Miedo y culpa ¿superados? (3/3) Miedos inducidos.

El sentimiento de culpa (de origen) “super-yoico” difiere del simple miedo a ser castigado por Dios. Este último miedo es una anticipación del sufrimiento postmortem, un temor que acompaña y puede estropear una buena tarde de lectura bajo la sombra de un pino; o incrementar en muchos enteros el miedo a morir.
Hay quien ha vivido obsesionado por ese final muchísimo más amenazador que la propia muerte. Este sentimiento era más habitual en otros tiempos, pero hasta hace cincuenta años era el pan nuestro de cada día en nuestra propia España.

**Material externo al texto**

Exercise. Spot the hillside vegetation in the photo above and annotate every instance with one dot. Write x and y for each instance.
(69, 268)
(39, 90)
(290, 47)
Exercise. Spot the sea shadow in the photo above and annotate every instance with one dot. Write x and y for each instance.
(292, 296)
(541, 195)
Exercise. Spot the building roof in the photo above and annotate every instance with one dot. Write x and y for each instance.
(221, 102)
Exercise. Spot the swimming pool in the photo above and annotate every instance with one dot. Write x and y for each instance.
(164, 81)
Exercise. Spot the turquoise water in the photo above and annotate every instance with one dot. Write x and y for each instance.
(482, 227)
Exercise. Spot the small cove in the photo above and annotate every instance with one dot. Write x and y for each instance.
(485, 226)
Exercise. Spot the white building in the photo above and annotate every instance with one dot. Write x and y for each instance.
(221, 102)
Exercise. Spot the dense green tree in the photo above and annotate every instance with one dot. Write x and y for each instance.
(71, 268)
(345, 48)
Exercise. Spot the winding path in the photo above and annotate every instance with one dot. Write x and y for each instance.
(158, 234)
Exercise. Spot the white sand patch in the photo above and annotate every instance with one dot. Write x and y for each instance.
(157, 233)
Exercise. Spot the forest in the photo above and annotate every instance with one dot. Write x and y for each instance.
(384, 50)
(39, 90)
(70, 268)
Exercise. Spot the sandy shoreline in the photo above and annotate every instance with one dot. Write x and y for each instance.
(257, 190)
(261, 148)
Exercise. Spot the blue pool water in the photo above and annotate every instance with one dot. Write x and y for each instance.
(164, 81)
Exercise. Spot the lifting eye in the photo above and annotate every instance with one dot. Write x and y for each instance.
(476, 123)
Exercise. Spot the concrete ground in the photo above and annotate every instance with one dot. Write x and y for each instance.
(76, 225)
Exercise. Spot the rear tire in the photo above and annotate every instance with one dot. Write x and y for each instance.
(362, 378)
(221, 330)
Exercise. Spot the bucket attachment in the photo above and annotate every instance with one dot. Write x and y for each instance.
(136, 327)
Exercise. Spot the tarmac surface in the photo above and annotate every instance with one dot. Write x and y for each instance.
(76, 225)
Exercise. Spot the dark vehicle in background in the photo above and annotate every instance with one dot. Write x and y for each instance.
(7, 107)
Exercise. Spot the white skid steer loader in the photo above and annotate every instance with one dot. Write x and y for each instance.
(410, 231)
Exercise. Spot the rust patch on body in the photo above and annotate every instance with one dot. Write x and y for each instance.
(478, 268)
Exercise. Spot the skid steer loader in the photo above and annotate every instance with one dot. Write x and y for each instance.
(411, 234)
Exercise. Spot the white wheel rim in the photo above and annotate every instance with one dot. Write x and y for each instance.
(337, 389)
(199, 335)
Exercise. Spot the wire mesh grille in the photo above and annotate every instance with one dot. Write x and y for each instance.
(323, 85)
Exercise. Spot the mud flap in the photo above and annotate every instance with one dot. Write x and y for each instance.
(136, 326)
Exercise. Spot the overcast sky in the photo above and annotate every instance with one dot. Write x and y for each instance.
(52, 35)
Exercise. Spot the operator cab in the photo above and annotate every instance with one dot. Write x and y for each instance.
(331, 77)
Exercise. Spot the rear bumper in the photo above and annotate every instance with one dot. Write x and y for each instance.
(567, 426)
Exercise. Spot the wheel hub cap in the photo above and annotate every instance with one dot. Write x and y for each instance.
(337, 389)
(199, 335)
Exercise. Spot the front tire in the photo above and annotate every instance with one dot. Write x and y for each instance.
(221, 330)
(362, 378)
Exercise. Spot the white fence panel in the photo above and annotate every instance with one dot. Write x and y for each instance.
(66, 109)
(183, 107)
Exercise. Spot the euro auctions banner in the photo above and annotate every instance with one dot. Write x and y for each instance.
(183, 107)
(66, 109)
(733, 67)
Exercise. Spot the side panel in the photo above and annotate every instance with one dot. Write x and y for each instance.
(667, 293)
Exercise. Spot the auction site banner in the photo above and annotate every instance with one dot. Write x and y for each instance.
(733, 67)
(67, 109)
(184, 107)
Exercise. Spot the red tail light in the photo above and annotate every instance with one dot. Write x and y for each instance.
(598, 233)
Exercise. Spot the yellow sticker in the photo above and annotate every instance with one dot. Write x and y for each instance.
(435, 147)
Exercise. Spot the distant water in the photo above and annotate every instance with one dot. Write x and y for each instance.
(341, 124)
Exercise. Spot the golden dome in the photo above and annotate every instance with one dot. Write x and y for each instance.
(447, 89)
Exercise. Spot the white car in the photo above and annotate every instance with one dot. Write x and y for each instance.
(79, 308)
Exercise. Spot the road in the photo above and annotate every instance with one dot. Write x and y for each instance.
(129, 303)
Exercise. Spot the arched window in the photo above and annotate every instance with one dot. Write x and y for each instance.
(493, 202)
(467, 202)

Recalco que este miedo incrementado es algo propio de las religiones autoritarias: ni los griegos ni los judíos primitivos (preexilares) lo tenían (ni siquiera varios grupos puristas postexilares, como los saduceos, entre otros no contaminados por la religión persa).
Se esperaba, en cambio, que el poder civil o el propio Dios castigara en vida a la persona malvada --e incluso a sus descendientes, otra injusticia más, hoy difícil de comprender--, pero la muerte nos llevaba a todos a una existencia sombría y fría, poco apetecible. A un estado semidormido, no a un castigo dependiente de nuestros actos.
Un griego podía sentir que tenía motivos para ser bueno y aun heroico y realmente no lo era en menor medida que un cristiano: el deseo de ser admirados, lograr reconocimiento social y gloria; sentirse bien consigo mismo; evitar la vergüenza o el ostracismo, etc. Curiosamente, parece que este tipo de motivación es al menos tan eficaz –y parece que algo más- que todo el miedo añadido que las autoridades rígidas tratan de promover, vía moral rígida y temor de Dios.
Cualquier religión, puede acrecentar ese miedo a la muerte que existe en todo hombre, por lo que ya Epicuro en pleno siglo III a.C. proponía la superación del miedo a la muerte y a los dioses, además de al dolor. Pero sólo las anti-vida pueden elevar la presión y dotarnos de un tirano interior (la conciencia escrupulosa) que idealmente debiera hacernos más fiables y productivos. En la práctica parece
1) facilitar nuestra frustración y, por ende, conductas evasivas, viciosas y violentas, además de propiciar culpabilidad y neurosis;
2) dificultar la “claridad moral”. En filosofía, “moral” significa conducta adecuada para sentirse mejor, en un principio la meta era “ser más feliz”, algo que Sócrates o Aristóteles asociaban a ser más sabio, libre, consciente y capaz de amar.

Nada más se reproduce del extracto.